Treatment of microinvasive cervical cancer
The method of choice in the treatment of microcarcinoma is extrafascial extirpation of the uterus, in the presence of contraindications to surgical intervention - intracavitary uterus. Broad conization for the treatment of pre-invasive cancers is used for a combination of indications:
- age younger than 40 years;
- early stromal invasion (up to 1 mm);
- absence of tumor cells in the distal sections of the biopsy;
- a highly differentiated form of cancer, limited to ectocervix;
- the possibility of dynamic, clinical, cytological and colposcopic control.
Treatment of invasive cervical cancer
- 1b stage - combined treatment in two variants: remote or intracavitary irradiation followed by expanded extirpation of the uterus with appendages or expanded extirpation of the uterus followed by remote gamma-therapy. In the presence of contraindications to surgical intervention - combined radiation therapy (remote and intracavitary radiation).
- Stage 2 - in most cases a combined radial method is used; surgical treatment is indicated for those patients in whom radiation therapy can not be carried out in full, and the degree of local spread of the tumor allows for a radical surgical intervention.
- Stage 3 - radiation therapy in combination with general strengthening and detoxification treatment.
- Stage 4 - symptomatic treatment.
In August 2014, the FDA approved bevacizumab (Avastin) for the treatment of late (metastatic) stage of cervical cancer. This drug is approved for combination chemotherapy with paclitaxel and cisplatin or paclitaxel and topotecan.
Prevention
- Systematic, scientifically based advocacy among women of the need for periodic medical examinations to identify early stages of tumors.
- Preventive examinations of women, starting from the age of 30, including cytological studies of vaginal smears.
- Clinical examination of women with background diseases of the cervix.
Forecast
The prognosis for cervical cancer is individual and depends on the morphological structure of the tumor and the stage of the spread of the malignant process. With the implementation of appropriate medical measures, the five-year survival of patients with microcarcinoma is 80-90%, stage I of cervical cancer 75-80%, stage II 60%, stage III 35-40%.
Treatment of patients with cervical cancer, combined with pregnancy. When choosing a treatment strategy for pregnant women with cervical cancer, it is taken into account that pregnancy stimulates the growth of malignant cells.

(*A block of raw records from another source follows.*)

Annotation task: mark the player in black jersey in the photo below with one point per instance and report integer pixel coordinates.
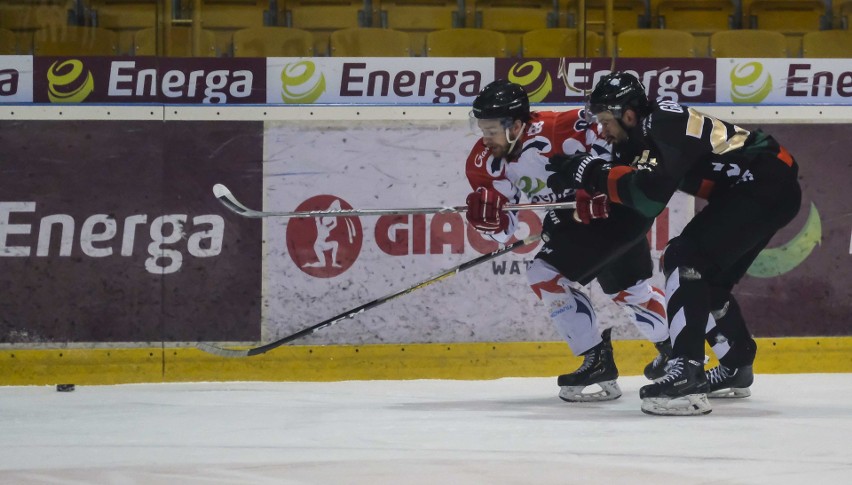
(751, 186)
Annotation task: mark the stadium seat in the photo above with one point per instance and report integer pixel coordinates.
(793, 18)
(748, 43)
(322, 17)
(655, 43)
(827, 44)
(178, 43)
(125, 18)
(417, 18)
(560, 42)
(224, 17)
(25, 18)
(465, 42)
(72, 40)
(370, 42)
(698, 17)
(273, 42)
(626, 15)
(8, 43)
(511, 17)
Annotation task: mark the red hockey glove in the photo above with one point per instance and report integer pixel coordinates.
(591, 207)
(484, 211)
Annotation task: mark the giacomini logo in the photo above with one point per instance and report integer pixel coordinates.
(532, 76)
(301, 83)
(69, 82)
(749, 83)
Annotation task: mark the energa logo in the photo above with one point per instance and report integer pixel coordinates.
(69, 82)
(750, 83)
(532, 76)
(301, 83)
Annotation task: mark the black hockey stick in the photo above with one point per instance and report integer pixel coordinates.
(224, 352)
(228, 200)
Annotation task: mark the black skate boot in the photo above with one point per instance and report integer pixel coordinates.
(657, 368)
(681, 392)
(730, 381)
(598, 368)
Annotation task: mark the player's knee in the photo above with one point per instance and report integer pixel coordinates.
(680, 255)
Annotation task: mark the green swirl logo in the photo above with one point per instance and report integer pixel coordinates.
(67, 83)
(749, 83)
(777, 261)
(301, 83)
(534, 78)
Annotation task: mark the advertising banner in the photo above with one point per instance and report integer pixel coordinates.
(784, 81)
(149, 80)
(318, 268)
(109, 232)
(16, 79)
(568, 80)
(801, 285)
(376, 80)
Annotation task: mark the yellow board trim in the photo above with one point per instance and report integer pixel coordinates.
(378, 362)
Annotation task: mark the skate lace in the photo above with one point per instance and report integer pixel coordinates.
(718, 374)
(674, 370)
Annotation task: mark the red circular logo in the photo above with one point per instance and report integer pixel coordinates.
(324, 246)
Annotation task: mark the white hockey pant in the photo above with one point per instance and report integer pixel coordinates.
(570, 309)
(646, 306)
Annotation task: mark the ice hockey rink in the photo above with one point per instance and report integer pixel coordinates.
(793, 429)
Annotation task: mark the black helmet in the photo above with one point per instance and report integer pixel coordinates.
(617, 91)
(502, 99)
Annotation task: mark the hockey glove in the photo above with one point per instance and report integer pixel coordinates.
(484, 211)
(577, 171)
(591, 207)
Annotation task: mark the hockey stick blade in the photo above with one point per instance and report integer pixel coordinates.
(226, 352)
(228, 200)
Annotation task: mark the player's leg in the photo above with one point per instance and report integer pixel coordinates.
(574, 318)
(627, 281)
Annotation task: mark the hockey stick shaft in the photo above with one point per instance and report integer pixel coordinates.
(228, 200)
(224, 352)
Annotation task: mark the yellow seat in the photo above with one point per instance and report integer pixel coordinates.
(125, 18)
(70, 40)
(24, 19)
(559, 42)
(8, 43)
(793, 18)
(748, 43)
(370, 42)
(701, 18)
(626, 15)
(178, 43)
(828, 44)
(417, 18)
(511, 17)
(224, 17)
(655, 43)
(273, 42)
(322, 17)
(465, 42)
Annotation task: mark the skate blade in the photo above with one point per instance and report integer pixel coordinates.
(689, 405)
(730, 393)
(609, 390)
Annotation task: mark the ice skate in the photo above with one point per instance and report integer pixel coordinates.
(728, 382)
(598, 370)
(656, 369)
(681, 392)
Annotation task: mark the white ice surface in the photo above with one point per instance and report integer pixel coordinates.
(795, 429)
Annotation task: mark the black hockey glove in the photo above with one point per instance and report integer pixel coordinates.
(577, 171)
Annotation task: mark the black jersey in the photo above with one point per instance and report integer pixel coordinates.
(679, 148)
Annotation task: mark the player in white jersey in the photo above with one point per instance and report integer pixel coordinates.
(595, 241)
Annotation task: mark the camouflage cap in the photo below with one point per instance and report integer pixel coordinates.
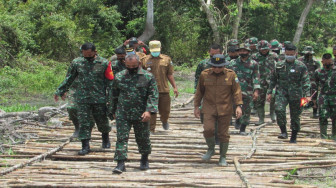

The detection of preinvasive cancer in the first trimester of pregnancy is an indication for its interruption, with obligatory scraping of the cervical canal and subsequent conization of the cervix; in the II and III trimesters, pregnancy can be maintained until the term of labor with dynamic colposcopic and cytological control.
In the I and II stages of cancer in I and II trimesters, an extensive extirpation of the uterus with appendages followed by radiation therapy is performed; In the third trimester of pregnancy, cervical cancer treatment is preceded by a cesarean section.
Patients with stage III cancer in the I and II trimesters are interrupted pregnancy or amputation of the body of the uterus followed by radiation therapy; in the third trimester of pregnancy - cesarean section, amputation of the uterus body, combined radiation therapy.